Cosa parecida había sucedido en los inicios de la fe con el nombre de «cristianos» para los seguidores de Cristo. La burla nuevamente se convirtió en gloria, pero se necesitó la perspicacia de un historiador extranjero, Jean Meyer (francés, nacionalizado mexicano y autor de una obra monumental sobre el movimiento), para ayudarnos a descubrir su valor y significado.
Tiranos los ha habido siempre, pero gobernantes que hayan tenido la diabólica osadía de enviar a su ejército a masacrar a su pueblo por la única razón de cantar alabanzas a su Dios, han sido pocos al menos en la historia reciente.
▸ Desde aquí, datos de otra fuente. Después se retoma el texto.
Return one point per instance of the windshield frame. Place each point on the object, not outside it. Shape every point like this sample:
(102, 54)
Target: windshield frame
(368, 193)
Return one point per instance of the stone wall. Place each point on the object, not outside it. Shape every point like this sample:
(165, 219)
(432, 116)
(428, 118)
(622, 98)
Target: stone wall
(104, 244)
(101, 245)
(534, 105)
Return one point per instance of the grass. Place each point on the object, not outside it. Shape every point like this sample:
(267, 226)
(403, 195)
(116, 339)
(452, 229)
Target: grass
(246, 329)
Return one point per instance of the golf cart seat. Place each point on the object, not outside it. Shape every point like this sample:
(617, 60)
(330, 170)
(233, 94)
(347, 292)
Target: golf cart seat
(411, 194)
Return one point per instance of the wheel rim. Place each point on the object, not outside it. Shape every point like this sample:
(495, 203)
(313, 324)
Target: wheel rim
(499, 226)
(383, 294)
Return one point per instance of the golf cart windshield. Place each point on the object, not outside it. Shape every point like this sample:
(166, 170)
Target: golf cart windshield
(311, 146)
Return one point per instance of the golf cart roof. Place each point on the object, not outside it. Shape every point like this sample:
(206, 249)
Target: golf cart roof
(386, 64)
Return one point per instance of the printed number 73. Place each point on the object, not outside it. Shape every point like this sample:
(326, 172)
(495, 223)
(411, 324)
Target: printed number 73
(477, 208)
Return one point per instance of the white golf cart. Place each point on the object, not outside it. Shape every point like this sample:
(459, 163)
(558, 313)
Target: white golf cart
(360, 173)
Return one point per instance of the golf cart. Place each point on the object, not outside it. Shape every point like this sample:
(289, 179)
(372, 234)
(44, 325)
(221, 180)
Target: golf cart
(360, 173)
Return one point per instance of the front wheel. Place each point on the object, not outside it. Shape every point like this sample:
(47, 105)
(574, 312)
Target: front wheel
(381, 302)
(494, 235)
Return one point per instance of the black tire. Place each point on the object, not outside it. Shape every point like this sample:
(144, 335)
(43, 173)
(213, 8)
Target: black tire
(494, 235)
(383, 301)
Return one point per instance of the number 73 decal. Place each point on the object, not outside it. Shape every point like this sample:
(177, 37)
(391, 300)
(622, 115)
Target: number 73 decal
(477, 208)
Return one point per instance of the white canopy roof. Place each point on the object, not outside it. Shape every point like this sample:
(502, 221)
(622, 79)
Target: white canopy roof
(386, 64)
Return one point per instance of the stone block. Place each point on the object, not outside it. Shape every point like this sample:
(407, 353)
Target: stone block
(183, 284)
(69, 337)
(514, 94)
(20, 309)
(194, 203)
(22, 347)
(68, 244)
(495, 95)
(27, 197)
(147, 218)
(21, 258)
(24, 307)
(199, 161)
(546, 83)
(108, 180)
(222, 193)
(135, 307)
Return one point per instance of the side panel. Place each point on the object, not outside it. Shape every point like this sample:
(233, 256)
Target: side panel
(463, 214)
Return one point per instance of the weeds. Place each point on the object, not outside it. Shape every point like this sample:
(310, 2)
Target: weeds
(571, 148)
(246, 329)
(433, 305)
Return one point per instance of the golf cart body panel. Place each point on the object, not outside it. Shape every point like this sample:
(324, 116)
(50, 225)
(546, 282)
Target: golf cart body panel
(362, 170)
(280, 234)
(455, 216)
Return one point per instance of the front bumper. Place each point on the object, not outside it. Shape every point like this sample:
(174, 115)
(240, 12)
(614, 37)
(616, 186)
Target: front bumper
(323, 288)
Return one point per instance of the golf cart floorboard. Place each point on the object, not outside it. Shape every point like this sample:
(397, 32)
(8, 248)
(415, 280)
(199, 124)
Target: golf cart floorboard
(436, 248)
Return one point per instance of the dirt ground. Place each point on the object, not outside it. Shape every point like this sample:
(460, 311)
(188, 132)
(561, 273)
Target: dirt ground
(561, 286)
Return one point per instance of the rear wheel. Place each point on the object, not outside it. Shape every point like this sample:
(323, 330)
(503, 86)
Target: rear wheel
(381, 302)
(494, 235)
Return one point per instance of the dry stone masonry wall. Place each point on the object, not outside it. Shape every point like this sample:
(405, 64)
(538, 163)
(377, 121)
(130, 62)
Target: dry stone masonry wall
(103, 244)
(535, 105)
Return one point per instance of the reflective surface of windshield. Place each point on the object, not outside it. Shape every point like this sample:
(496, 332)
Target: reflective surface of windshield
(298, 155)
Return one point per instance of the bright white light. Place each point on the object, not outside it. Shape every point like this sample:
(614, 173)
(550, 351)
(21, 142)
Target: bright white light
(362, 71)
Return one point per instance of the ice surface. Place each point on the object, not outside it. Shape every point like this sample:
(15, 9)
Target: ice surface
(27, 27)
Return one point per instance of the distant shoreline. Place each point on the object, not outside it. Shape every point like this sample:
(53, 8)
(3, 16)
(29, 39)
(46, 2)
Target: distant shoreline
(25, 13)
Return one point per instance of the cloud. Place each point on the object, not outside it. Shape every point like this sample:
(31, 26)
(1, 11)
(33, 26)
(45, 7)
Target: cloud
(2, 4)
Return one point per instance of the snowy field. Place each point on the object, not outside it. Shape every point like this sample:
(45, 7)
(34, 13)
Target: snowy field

México ha sido uno de esos países en sufrirlo.
El Papa Benedicto, durante su visita al campo de concentración y exterminio de los judíos en Polonia, nos da la clave teológica de tal monstruosidad: «Con la aniquilación de ese pueblo, esos criminales violentos, querían matar a aquel Dios que llamó a Abraham, que hablando en el Sinaí estableció criterios (los diez mandamientos) para orientar a la humanidad, criterios que son válidos siempre... En realidad, con la destrucción de Israel querían, en último término, arrancar también la raíz en la que se basa la fe cristiana, sustituyéndola definitivamente con la fe hecha por sí misma, la fe en el dominio del hombre, del fuerte».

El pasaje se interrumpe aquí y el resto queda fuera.